For this war-work Mr and Mrs Chrimes of Moorgate, Rotherham, England, made the young physician almoner of a thousand pounds for the poor and sick among whom he laboured. Dr Davis also ran an ambulance, which was well regarded in the neighbourhood.

He also took care of several hundred wounded Bavarians in dire need of aid. It was in this final benevolent service in war-torn Europe that he assumed the nickname: "The Good Black Doctor".

==Death==
Two Englishwomen, Emma Maria Pearson and Louisa Elisabeth MacLaughlin, wrote this of him:

"Dr. Davis, at Pongy-sur-Meuse, had 300 sick and wounded, all Bavarians. ... Fever and diarrhoea were very prevalent, especially amongst the Bavarian troops, who ate large quantities of unripe grapes and apples. An application was made by a physician of colour, Dr. Davis, of St. Bartholomew's Hospital, who had established a hospital just across the Meuse for the services of Louise and myself in his Ambulance, not so much to nurse the sick (he had no wounded), but to see that the German orderlies did their duty, and to prevent the entrance of green fruit.
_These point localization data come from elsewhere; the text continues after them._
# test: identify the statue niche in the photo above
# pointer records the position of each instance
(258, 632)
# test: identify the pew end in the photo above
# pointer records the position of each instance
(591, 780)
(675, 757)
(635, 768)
Davis died of smallpox, about two months afterwards, at Pongy-sur-Meuse, where he had his Ambulance, beloved, and mourned by all who had ever come in contact with him."

"But his enthusiasm", said The Lancet medical journal, "carried him beyond his strength, and, returning in an exhausted condition from a short visit to England, where he had been to seek further funds, he was attacked with small-pox, of which he died on the 27th November, at the age of twenty-eight". Davis was greatly loved for his impartial service upon his death was given a military funeral which was followed by troops of both armies, headed by the Mayor of Sedan. His tombstone records the high esteem in which he was held. He was buried in the quiet graveyard of Fond de Givonne, just outside Sedan.

In one of his tracts, the Grace Appearing and reigning; Glory to Appear, Davis wrote, "go out and visit the sick – feed the hungry; and if you have the gift, explain the word of life to the poor and ignorant ... All can do good in some way; with time or worldly goods ... this is our time to do as receivers of grace. In health or sickness to adorn the doctrine of Christ our Saviour."

William Joseph Lowe, another Plymouth Brother, also visited Sedan and wrote a description of his tour.